Der Machtkampf bei der Lufthansa

Die Lufthansa will keine Piloten mehr im Konzern-Tarifvertrag anstellen. Davon profitiert die wesentlich billiger fliegende AUA.
Streiks können das Billig-Konzept nicht verhindern.

Beide Seiten sind geschwächt. Nachdem der härteste Arbeitskampf in der 60-jährigen Geschichte der Lufthansa vergangene Woche von einem Gericht gestoppt wurde, brauchen sowohl Management als auch Pilotengewerkschaft eine Nachdenkpause. Man will wieder miteinander reden, hat aber noch keine Termine.

Der 13. Streik in Folge seit April 2014 hat niemandem etwas gebracht. Wieder 140.000 betroffene und verärgerte Passagiere. Für das Unternehmen diesmal ein Schaden von 35 Millionen Euro, womit sich die Streikwelle schon auf 335 Millionen Euro summiert.
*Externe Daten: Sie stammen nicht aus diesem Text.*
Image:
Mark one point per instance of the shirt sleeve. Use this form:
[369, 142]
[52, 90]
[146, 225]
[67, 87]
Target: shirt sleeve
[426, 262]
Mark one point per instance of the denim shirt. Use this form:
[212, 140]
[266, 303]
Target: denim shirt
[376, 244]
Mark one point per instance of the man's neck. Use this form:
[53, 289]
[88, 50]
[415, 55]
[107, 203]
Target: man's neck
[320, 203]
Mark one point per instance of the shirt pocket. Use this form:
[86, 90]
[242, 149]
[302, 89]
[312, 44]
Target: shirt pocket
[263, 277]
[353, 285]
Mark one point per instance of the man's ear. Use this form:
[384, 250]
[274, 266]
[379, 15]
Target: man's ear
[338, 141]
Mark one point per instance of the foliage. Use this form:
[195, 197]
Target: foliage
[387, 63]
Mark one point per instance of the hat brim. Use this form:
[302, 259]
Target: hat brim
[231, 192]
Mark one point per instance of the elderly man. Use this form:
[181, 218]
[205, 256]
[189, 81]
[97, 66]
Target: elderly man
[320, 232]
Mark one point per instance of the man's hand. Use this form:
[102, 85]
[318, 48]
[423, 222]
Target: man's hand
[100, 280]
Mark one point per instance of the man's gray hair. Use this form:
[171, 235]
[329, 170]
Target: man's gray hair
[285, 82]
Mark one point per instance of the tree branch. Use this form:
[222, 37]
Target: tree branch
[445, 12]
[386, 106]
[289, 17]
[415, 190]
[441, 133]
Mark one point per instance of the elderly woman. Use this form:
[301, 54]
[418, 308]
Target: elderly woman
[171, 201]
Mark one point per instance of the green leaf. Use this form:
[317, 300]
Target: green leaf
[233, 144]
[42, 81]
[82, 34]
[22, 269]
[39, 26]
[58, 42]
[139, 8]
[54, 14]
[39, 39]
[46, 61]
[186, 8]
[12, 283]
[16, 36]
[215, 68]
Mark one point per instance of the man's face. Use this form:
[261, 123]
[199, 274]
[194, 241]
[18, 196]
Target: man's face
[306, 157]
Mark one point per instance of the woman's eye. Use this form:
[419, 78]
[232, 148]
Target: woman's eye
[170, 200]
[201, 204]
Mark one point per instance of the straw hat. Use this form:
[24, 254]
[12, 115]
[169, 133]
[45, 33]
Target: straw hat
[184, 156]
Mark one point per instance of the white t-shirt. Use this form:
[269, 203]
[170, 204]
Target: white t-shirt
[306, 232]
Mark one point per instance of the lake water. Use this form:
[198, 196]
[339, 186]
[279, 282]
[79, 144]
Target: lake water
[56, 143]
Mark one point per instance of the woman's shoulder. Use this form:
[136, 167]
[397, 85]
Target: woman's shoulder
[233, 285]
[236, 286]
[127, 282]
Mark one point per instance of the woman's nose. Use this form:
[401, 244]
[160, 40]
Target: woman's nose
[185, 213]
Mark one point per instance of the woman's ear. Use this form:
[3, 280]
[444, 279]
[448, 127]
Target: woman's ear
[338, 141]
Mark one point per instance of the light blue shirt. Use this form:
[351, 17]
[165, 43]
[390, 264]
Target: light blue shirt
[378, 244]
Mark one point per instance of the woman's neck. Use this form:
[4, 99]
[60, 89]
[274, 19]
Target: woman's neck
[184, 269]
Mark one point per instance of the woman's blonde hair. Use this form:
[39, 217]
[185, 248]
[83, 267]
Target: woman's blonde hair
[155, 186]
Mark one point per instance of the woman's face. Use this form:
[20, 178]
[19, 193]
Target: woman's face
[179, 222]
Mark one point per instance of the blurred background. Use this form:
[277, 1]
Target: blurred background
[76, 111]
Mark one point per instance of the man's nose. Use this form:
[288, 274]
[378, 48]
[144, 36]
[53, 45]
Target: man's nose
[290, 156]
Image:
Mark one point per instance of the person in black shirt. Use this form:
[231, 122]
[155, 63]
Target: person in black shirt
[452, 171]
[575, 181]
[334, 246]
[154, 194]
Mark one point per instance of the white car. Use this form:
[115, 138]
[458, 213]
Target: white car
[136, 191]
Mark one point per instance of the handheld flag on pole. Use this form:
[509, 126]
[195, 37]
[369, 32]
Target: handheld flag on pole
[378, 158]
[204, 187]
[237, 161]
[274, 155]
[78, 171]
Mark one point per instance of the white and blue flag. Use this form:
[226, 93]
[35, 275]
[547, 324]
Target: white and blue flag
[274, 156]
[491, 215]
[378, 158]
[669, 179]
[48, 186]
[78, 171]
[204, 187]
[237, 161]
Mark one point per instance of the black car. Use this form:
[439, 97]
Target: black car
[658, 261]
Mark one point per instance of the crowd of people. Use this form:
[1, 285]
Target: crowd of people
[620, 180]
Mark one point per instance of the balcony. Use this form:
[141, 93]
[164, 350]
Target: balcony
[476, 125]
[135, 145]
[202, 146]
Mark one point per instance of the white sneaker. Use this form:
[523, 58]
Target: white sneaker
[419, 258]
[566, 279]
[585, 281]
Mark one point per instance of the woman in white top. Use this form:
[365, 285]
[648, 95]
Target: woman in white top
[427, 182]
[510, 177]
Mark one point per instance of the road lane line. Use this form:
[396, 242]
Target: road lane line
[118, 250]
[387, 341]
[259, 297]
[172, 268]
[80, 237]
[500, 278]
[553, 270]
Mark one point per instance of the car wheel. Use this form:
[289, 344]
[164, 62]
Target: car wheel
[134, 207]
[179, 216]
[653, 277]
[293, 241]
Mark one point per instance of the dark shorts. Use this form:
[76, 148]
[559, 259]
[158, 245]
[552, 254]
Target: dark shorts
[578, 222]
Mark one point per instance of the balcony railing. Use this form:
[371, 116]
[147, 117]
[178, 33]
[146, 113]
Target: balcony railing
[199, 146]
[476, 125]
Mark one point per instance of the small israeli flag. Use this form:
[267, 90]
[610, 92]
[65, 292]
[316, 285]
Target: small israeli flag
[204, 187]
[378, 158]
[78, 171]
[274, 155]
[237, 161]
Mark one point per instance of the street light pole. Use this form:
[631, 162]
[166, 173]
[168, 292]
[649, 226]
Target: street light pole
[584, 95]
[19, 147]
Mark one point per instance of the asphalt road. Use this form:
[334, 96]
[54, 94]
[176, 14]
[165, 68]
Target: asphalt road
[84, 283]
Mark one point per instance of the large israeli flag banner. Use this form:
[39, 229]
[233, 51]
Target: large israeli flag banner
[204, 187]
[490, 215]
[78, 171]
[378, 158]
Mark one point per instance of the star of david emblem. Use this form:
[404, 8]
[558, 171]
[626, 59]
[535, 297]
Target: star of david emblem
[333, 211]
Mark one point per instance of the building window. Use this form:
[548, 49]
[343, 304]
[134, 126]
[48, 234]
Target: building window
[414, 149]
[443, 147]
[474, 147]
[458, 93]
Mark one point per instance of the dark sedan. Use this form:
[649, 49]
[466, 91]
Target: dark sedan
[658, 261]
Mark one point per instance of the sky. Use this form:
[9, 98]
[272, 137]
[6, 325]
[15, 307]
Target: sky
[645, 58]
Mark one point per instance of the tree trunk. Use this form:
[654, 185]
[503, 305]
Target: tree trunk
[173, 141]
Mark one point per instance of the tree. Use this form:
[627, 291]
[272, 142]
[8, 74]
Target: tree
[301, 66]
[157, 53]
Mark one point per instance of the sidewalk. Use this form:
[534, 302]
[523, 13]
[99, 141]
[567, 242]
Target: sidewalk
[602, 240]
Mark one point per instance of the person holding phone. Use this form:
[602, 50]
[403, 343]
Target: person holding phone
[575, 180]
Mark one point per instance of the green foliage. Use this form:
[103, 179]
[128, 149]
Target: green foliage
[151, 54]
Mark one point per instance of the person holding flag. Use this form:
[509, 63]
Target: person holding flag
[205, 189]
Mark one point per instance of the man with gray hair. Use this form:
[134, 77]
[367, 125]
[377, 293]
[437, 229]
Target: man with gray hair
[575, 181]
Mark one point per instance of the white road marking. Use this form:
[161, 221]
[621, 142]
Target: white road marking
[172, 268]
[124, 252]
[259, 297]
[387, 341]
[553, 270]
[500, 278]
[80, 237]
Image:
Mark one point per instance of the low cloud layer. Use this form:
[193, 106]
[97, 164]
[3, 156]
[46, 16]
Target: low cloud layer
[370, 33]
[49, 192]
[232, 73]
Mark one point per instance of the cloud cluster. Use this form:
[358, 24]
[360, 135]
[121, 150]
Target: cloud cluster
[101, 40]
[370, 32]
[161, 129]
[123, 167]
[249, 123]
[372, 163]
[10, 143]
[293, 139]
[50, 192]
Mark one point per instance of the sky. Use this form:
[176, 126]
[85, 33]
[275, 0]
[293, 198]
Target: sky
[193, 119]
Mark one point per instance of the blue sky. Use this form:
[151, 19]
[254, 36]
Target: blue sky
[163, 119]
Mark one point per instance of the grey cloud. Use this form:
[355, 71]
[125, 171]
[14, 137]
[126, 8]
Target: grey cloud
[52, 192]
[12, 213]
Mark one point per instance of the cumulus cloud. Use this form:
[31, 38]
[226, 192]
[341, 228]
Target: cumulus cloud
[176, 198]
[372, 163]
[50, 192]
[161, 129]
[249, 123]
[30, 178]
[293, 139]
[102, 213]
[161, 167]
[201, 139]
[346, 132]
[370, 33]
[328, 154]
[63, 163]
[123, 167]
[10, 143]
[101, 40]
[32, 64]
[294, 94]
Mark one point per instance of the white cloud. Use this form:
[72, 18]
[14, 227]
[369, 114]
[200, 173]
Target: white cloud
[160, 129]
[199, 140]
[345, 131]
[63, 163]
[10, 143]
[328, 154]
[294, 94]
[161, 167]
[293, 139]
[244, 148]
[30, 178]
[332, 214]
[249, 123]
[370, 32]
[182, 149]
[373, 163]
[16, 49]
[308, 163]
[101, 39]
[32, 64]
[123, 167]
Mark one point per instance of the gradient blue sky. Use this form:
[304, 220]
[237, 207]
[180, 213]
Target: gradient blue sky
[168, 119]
Die Macht der Pilotengewerkschaft "Vereinigung Cockpit" ist angeschlagen, aber auch Konzernchef Carsten Spohr ist angezählt. Der Unmut der Kunden, dass der Vorstand die Auseinandersetzung mit den 5400 Piloten nicht in den Griff bekommt, wird immer größer. Sieger sehen anders aus.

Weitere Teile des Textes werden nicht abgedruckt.